When taken on their own, with no safeguards applied and no additional artificial intelligence (AI) security protocols in place, deploying generative AI (GenAI) models, particularly large language models (LLMs), across the enterprise is a high-risk, high-reward opportunity for any organization.
But exactly how your organization should undertake this big step into the GenAI landscape requires some thoughtful planning. Perhaps it would be better organizationally to gain access to the model through a provider, following the Software as a Service (SaaS) framework, to avoid any configuration or installation issues. Or it might work better to deploy the model on your organization’s private cloud or on your network (on-premise) and enable your organization to control API configuration and management.
This series of three blogs will address the How? question: How should your organization deploy LLMs across the enterprise to achieve maximum return on investment? Each blog will provide information about the benefits and drawbacks of one common deployment framework, enabling you to consider it in light of your company’s organizational and business structure and specific business needs.
An application program interface (API) is, in essence, a digital connection between two devices that enables them to send information back and forth. API software comprises definitions that identify what will be sent between the devices (e.g., the client device making the request and the server device sending the response) and protocols for how that information is to be sent (e.g., the URL/endpoint of the receiving device and the syntax/wording/language that both the request and the response must use). This enables end users to, for instance, log into applications to purchase items on a website, or schedule a rideshare, or, in reference to an LLM, to issue a query and receive a reply, without having to understand how or why the system works. APIs can be monitored and secured, so data on the client’s device is never completely exposed to the server device.
An on-premise system means the application, in this case the LLM, is installed on the organization’s infrastructure (servers) and is available to all users who have access to the organization’s network and the application. A subset of on-premise systems are isolated or “air-gapped” from open access to the Internet, although they can be connected via secure means.
Data Security and Compliance: Hosting LLMs on your own servers ensures that you have complete control over your data and the security protocols protecting it from both internal and external threats.

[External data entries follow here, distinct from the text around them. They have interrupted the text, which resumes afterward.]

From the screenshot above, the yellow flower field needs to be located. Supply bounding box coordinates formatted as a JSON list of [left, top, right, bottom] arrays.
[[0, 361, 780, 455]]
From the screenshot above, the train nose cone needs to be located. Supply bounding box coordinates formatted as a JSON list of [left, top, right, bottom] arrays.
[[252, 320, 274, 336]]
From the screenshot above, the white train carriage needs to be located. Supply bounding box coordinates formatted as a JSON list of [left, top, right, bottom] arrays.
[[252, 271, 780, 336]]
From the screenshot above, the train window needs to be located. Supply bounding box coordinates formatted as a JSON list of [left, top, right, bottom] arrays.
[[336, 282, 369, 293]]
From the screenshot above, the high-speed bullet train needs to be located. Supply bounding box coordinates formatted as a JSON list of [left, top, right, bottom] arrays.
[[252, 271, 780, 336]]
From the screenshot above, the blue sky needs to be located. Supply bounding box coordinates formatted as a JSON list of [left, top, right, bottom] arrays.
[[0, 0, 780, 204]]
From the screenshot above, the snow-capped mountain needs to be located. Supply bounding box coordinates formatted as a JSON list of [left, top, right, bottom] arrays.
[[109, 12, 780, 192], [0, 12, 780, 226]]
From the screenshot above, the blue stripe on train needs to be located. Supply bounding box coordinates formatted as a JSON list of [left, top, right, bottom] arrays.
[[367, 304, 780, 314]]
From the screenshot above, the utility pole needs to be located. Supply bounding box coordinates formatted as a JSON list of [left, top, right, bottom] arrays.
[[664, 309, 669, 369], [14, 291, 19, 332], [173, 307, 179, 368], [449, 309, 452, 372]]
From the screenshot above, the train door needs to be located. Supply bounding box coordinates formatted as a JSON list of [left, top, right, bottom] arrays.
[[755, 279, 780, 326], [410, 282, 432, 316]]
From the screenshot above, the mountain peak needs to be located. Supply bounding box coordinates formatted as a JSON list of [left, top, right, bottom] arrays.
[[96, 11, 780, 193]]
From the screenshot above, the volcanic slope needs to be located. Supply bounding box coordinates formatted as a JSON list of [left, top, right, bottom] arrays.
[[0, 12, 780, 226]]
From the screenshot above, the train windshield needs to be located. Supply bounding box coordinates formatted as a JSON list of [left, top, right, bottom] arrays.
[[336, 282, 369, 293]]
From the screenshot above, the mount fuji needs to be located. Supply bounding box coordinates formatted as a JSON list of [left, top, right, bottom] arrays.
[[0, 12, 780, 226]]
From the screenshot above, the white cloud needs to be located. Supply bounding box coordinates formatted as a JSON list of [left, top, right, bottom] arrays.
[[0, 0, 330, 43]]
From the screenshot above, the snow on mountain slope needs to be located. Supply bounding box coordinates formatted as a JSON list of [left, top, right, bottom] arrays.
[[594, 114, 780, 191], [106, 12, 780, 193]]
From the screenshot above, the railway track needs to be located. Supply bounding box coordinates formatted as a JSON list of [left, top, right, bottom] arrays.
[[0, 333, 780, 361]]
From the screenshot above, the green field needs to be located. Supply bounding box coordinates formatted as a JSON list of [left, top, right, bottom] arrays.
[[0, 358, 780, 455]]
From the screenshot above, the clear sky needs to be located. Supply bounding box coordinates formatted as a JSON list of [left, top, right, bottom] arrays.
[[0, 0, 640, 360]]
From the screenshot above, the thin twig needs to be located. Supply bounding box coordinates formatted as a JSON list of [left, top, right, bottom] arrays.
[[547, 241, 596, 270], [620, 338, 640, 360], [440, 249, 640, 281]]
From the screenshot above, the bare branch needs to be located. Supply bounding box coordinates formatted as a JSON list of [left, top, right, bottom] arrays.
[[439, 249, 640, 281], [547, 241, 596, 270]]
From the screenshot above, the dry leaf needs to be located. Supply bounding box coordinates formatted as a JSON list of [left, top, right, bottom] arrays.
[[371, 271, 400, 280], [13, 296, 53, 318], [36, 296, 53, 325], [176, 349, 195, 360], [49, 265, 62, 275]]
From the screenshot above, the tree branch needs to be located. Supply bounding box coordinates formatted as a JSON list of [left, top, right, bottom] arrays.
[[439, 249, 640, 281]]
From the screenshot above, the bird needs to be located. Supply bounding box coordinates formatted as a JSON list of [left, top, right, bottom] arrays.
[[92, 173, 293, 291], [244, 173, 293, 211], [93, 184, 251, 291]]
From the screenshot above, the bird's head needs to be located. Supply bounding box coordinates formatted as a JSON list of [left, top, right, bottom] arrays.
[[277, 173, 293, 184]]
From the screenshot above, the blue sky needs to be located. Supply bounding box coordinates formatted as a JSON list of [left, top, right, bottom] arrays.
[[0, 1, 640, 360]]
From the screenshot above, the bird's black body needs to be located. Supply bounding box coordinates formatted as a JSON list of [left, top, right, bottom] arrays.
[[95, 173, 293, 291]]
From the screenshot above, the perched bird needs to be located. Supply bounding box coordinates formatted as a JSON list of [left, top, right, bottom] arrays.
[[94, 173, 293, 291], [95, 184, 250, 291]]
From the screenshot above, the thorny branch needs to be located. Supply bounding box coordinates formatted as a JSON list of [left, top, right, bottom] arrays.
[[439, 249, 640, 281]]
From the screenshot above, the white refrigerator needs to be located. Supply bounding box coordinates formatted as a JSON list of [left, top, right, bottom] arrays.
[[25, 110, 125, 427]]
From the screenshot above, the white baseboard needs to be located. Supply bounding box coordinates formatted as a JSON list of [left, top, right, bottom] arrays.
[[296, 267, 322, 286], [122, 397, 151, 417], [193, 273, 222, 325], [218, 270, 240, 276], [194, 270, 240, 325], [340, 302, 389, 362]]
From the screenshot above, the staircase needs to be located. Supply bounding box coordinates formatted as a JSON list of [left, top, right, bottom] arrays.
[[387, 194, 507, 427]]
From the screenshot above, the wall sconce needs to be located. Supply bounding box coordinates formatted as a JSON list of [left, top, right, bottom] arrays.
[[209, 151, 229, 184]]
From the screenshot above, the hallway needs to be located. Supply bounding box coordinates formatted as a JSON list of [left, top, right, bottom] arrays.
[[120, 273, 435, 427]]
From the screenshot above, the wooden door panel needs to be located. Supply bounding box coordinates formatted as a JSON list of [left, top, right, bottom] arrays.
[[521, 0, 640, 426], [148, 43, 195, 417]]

This becomes especially crucial for organizations that are subject to strict data protection regulations, such as healthcare or finance.
Customization and Control: With an on-premise setup, you can customize the LLM(s) to suit specialized organizational tasks, requirements, and other needs, and configure and manage the APIs.

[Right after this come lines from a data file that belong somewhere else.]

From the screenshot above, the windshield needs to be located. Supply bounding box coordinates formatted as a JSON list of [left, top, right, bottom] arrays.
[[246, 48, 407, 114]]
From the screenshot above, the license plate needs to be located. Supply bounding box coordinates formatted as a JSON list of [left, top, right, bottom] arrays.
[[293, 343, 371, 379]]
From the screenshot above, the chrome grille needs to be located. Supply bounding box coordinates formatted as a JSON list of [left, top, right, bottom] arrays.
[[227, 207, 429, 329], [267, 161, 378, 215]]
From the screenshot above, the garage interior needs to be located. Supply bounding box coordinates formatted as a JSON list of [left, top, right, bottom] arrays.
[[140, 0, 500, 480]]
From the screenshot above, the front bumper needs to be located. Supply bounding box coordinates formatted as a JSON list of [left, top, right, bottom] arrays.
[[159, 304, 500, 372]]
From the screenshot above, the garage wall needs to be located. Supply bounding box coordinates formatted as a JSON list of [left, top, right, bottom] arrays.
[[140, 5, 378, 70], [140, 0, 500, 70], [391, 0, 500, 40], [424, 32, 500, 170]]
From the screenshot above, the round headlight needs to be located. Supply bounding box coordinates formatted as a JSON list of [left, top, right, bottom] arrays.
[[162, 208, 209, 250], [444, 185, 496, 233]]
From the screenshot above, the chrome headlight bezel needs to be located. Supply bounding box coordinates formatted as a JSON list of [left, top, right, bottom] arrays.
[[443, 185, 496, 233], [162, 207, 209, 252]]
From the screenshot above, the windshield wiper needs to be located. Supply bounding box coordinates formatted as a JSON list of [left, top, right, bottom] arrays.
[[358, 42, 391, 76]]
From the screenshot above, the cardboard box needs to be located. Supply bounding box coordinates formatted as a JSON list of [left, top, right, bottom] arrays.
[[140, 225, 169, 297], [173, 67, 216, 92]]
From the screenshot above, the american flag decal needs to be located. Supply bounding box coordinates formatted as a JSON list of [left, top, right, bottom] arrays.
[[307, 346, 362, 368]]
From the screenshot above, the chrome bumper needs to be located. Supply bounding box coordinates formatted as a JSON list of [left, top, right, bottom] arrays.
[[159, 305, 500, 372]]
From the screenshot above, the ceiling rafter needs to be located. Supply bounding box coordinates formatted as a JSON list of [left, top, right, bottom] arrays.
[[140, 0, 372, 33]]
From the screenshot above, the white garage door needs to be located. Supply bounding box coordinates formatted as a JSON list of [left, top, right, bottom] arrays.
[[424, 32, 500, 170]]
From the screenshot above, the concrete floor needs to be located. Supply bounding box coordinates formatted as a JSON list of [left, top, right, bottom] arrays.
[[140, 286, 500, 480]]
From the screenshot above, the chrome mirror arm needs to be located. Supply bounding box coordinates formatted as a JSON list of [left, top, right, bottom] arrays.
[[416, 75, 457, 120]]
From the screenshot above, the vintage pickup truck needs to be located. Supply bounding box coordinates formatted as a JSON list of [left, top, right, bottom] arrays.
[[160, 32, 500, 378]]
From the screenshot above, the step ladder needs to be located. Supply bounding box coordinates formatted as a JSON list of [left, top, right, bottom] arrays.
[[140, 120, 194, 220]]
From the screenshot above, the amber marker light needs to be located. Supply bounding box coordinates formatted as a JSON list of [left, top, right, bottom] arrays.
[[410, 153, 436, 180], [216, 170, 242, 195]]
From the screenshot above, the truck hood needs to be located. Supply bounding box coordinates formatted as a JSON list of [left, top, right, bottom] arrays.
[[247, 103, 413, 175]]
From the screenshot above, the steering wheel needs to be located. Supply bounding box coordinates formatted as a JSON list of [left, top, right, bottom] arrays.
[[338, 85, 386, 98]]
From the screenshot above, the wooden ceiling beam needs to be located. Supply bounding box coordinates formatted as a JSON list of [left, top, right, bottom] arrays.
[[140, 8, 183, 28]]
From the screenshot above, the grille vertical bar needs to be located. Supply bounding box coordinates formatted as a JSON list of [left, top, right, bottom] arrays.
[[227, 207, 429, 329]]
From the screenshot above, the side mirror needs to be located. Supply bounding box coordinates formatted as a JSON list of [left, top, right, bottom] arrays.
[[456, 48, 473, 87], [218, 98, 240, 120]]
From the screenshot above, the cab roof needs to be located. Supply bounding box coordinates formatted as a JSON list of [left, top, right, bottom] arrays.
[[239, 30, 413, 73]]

Low Latency: On-premise LLMs often achieve lower latency, which is critical for some real-time applications, such as instant translation, real-time analytics, or customer service operations reliant on chatbots.
Data Integration: Integrating the LLM(s) with existing databases and internal systems can occur without concerns about safety and security when transferring data.
Cost Control and Predictability: The initial setup for an on-premise solution can be pricey, but there are no recurring third-party, subscription, or hosting fees, which are subject to increases, or vendor lock-in issues, making an on-premise solution potentially more economical long term. Automating tasks and fine-tuning the model for other purposes is a more streamlined process with an on-premise model, and can expand the number of tasks in your cost-savings column, as well as in your revenue-generation column.
High Initial Cost: Setting up the necessary local hardware and software, including securing the physical space and power supply for an on-premise LLM can be expensive and time-consuming.
Maintenance Requirements: An on-premise solution requires ongoing maintenance and operational overhead, including hardware repairs, software updates, and security measures, which can be resource-intensive.
Complexity and Scalability: Scaling on-premise LLMs can be complex and expensive, often requiring additional hardware purchases and system downtime for upgrades, as up- or down-scaling is not an on-demand undertaking.
Limited Accessibility: On-premise solutions might not be easily or securely accessible from different locations, and can require virtual private networks (VPNs) or other secure channels for remote access. Local system failures, such as due to weather events or other issues, can compromise connectivity, unless the organization has planned for and maintained critical redundancies.
Whether the benefits of deploying an LLM across your enterprise on-premise outweigh the drawbacks can be determined by serious consideration of your organization’s financial and technical resources, business needs, and security or other operational constraints. Some of our earlier blogs have focused on establishing internal and external systematic safeguards, AI governance programs, and other ways to safely deploy these transformative tools in your organization, and may be of help to you as you traverse this new path through the technosphere.